Now, the big question is why? What is it that achieved this merit for Avrohom? Hakodosh Boruch Hu explains His reason: לְמַעַן אֲשֶׁר יְצַוֶּה אֶת בָּנָיו וְאֶת בֵּיתוֹ אַחֲרָיו – Because Avrohom is going to command his children and his household after him, וְשָׁמְרוּ דֶּרֶךְ הַשֵּׁם – and they are going to keep the way of Hashem, לַעֲשׂוֹת צְדָקָה וּמִשְׁפָּט – to do justice and righteousness.
So here we have our answer. Why did Hashem choose Avrohom? Because He knew that Avrohom was a man who meant business with his ideals; that he’s going to hand them over to his posterity. Hashem saw in Avrohom that he was a man of character and that whatever He would do to him would not be wasted; whatever investment He would make in him would be for a purpose. לְמַעַן – I know he is going to transmit it to his children. He is the man who will stand by his principle of loyalty through thick and thin and hand over the Torah to his posterity.
The Devoted Mother
But not only loyalty – loyalty is a great characteristic, but included in לְמַעַן is that Hashem saw that Avrohom will be industrious and efficient in handing it over. He’ll do everything in his power, whatever it takes he’ll make sure to do. Because it’s not enough to just want to transmit to your children your ideals; you must devote your life to it.

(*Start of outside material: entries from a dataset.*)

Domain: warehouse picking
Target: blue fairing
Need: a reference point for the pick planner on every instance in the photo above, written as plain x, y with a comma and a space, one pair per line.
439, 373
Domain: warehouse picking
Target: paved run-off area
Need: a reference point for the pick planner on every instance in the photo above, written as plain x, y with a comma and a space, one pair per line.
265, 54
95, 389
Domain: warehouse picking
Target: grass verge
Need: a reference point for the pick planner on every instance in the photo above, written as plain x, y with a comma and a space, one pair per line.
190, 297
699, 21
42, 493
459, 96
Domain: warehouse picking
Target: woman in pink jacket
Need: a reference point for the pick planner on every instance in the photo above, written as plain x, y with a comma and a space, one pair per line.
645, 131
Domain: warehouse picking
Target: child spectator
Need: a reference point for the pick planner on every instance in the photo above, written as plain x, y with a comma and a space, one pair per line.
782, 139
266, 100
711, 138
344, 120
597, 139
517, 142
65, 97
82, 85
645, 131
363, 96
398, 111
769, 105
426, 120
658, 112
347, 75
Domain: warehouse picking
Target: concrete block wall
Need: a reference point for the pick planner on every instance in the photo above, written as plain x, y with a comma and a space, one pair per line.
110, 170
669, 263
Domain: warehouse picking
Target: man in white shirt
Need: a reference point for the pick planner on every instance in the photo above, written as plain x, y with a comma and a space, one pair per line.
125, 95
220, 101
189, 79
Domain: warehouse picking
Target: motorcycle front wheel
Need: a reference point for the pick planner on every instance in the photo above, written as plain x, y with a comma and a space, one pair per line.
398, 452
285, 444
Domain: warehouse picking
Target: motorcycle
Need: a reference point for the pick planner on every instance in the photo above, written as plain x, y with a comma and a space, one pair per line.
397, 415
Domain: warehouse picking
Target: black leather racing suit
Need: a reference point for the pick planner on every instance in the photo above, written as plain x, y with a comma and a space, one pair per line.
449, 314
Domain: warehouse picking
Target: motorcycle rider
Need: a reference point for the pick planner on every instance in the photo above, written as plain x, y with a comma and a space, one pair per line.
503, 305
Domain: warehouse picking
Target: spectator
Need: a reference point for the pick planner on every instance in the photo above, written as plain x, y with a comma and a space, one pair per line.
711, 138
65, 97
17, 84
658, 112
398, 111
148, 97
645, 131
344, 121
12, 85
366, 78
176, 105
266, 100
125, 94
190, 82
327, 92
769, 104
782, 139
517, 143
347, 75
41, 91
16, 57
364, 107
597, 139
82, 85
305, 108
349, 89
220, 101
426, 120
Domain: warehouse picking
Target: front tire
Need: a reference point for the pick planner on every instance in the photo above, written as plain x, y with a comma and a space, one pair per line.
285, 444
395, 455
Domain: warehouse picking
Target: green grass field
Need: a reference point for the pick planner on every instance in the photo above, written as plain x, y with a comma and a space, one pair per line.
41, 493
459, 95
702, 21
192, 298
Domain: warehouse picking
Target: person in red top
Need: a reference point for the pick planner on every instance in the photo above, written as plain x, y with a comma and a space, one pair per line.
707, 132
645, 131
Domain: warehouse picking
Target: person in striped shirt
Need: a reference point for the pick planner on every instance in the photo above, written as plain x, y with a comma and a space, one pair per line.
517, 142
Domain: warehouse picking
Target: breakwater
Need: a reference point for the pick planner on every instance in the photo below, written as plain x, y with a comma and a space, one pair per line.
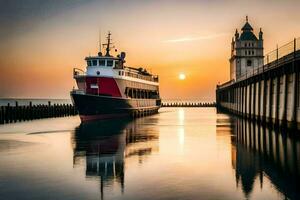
16, 113
270, 93
188, 104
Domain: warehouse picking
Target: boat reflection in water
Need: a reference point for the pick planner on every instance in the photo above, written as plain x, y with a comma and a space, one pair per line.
262, 152
105, 146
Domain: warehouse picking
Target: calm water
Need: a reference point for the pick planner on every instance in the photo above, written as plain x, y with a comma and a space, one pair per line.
181, 153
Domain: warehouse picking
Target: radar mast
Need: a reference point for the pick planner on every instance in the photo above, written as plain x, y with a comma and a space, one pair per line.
108, 44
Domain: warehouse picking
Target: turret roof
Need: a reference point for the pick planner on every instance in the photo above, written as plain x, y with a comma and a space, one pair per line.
247, 33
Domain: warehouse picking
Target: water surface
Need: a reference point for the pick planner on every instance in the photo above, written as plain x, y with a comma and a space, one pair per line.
180, 153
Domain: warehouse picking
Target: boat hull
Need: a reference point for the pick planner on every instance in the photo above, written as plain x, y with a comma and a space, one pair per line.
94, 107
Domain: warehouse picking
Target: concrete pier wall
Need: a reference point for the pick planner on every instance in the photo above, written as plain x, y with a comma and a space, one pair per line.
270, 96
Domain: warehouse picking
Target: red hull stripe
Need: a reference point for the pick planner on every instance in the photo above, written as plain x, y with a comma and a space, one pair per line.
106, 86
85, 118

Like the mother who sees that her little boy is slow in learning siddur, so the mother goes all out in her efforts to teach him. There are devoted mothers who spend hours and hours – besides being busy raising a big family they spend hours and hours with slow little boys and little girls helping them. Fathers who after a long day in the office – and they still have to go out to the beis medrash to learn and daven maariv – they sit with the little boy who’s breaking his teeth over a piece of Gemara. That’s the לְמַעַן אֲשֶׁר יְצַוֶּה אֶת בָּנָיו וְאֶת בֵּיתוֹ אַחֲרָיו that Hashem is talking about.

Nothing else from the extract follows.